The diaper is often where parents first notice something is off, but CMPA is a systemic condition — it affects more than just the gut. Understanding the full symptom picture is important because CMPA is diagnosed based on the overall clinical pattern, not any single sign in isolation.
Reflux is one of the most common companions to CMPA. Not the garden-variety spit-up that most babies do — CMPA-related reflux tends to be more severe, more painful, and more persistent. The baby arches their back during feeds, cries during or after eating, and may begin to refuse feeds altogether because they have learned to associate eating with discomfort. This feeding aversion can lead to poor weight gain, which compounds the concern.
Eczema is another frequent partner. Moderate to severe eczema in an infant — especially eczema that appears early and does not respond well to topical treatment — should prompt consideration of CMPA. The connection between gut inflammation and skin inflammation is well-established in the medical literature, and treating the underlying CMPA often improves the eczema significantly.

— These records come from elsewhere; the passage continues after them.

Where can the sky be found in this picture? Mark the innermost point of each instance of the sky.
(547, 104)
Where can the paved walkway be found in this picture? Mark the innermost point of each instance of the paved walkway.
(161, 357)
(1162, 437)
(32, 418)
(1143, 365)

The behavioral symptoms can be the hardest to distinguish from normal infant behavior. Excessive crying, persistent fussiness, poor sleep, and drawing legs to the chest all occur in healthy babies too. What distinguishes CMPA-related fussiness is that it tends to be persistent, does not follow the typical colic pattern (which peaks around six weeks and resolves by three to four months), and is accompanied by other physical symptoms. A fussy baby with normal stools and clear skin is unlikely to have CMPA. A fussy baby with blood in stool, eczema, and reflux has a very different probability.